Emanuel announced his candidacy for the Feb. 22 election a day before U.S. Representative Danny Davis and Illinois state Senator James Meeks, minister of one of Chicago’s largest churches, are scheduled to say they will also run.

Others who have already announced or have said they will do so soon include City Clerk Miguel del Valle, former Chicago school board president Gery Chico, and former U.S. Senator and New Zealand Ambassador Carol Moseley Braun.

Emanuel, 50, is the only white candidate, after Cook County Sheriff Tom Dart decided against running. Non-Hispanic whites constitute 32 percent of Chicago’s population.

Emanuel, whose congressional district comprised parts of the city’s north side and northwest suburbs before joining the Obama administration, is planning to start a television advertising campaign Nov. 15, said Ben LaBolt, a spokesman.

He has begun lining up support from corporate leaders. A Nov. 15 fundraiser for him will be co-hosted by Glenn Tilton, United Continental Holdings Inc. chairman, and Miles White, CEO of Abbott Laboratories, among others.

Rival Campaign

Braun has the support of John Rogers Jr., the chairman of Chicago-based Ariel Investments LLC and an early Obama fundraiser.
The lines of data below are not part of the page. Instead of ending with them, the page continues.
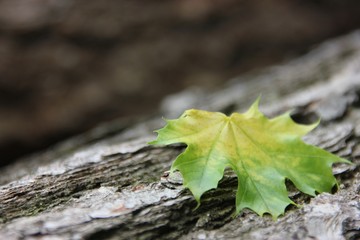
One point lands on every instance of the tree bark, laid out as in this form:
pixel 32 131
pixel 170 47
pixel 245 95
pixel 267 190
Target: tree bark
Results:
pixel 109 184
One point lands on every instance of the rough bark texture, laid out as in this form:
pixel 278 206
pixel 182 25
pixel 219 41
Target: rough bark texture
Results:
pixel 109 184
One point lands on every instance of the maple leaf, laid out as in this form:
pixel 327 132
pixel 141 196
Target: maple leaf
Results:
pixel 262 152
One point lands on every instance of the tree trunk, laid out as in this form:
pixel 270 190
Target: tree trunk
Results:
pixel 109 184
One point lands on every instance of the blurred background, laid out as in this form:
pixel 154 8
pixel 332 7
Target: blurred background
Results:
pixel 68 65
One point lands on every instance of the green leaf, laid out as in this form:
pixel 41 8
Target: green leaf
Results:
pixel 262 152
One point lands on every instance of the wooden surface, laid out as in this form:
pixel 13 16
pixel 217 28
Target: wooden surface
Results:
pixel 109 184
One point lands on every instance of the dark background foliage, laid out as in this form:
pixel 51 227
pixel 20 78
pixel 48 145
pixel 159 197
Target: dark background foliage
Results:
pixel 67 65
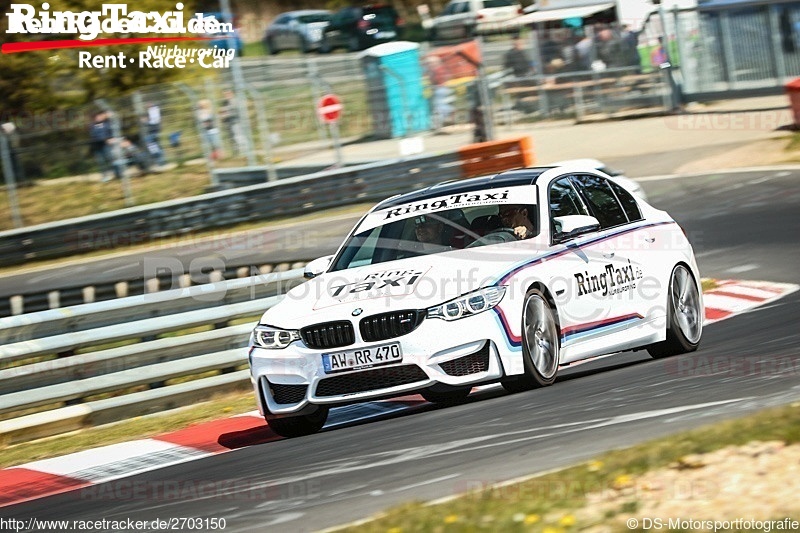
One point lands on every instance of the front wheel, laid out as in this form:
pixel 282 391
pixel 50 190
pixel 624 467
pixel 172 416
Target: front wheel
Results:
pixel 298 426
pixel 684 316
pixel 540 345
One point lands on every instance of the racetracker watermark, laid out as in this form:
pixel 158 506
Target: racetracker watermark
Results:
pixel 768 120
pixel 117 524
pixel 244 489
pixel 691 524
pixel 734 366
pixel 578 490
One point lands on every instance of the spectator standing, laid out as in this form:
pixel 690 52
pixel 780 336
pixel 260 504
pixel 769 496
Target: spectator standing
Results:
pixel 230 118
pixel 658 56
pixel 438 77
pixel 630 43
pixel 153 133
pixel 9 129
pixel 583 51
pixel 102 146
pixel 205 117
pixel 517 61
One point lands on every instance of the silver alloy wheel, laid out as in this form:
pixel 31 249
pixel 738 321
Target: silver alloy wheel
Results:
pixel 540 336
pixel 686 304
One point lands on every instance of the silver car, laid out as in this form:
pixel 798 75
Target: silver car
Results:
pixel 296 30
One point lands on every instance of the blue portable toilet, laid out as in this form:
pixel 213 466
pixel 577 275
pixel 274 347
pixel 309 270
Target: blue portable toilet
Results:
pixel 396 89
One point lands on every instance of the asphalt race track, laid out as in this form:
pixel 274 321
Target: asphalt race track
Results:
pixel 744 225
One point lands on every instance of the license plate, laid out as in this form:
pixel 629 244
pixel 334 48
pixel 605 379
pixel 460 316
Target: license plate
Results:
pixel 362 358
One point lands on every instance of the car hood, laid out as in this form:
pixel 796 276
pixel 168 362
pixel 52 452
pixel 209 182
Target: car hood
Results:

Daley said Sept. 7 that he wouldn’t seek re-election to a seventh term. The contest to replace the leader of the third- largest U.S. city based on population comes at a time when Chicago faces an estimated $654.7 million deficit. The city had a 10.6 percent unemployment rate in September.

Standard & Poor’s on Nov. 5 said it downgraded the city’s credit rating one step to A+, the fifth-highest investment grade, partly because of the Daley administration’s “heavy reliance on nonrecurring revenues to bridge its 2011 budget gap, including the use of most of its remaining reserves from the sale of its parking meters.”

Emanuel referred to those actions in his announcement speech. “We cannot keep putting off hard choices and hoping things will get better, while drawing down each year on rapidly diminishing reserves,” he said. “We must face the fact that Chicago has a structural deficit and that strong measures are required to change the unsustainable course we are on.”

Daley Era Ending

Chicago has been led by the current Daley or his father, the late Richard J. Daley, for almost 43 of the past 55 years.

Public records show Emanuel earned at least $17 million in three years as an investment banker after leaving the presidential administration of Bill Clinton in 1998. He served Clinton as political director and a senior adviser.

Nov. 22 is the last day to file nomination papers for the election. If no mayoral candidate gets more than 50 percent, there will be an April 5 runoff for the top two vote-getters.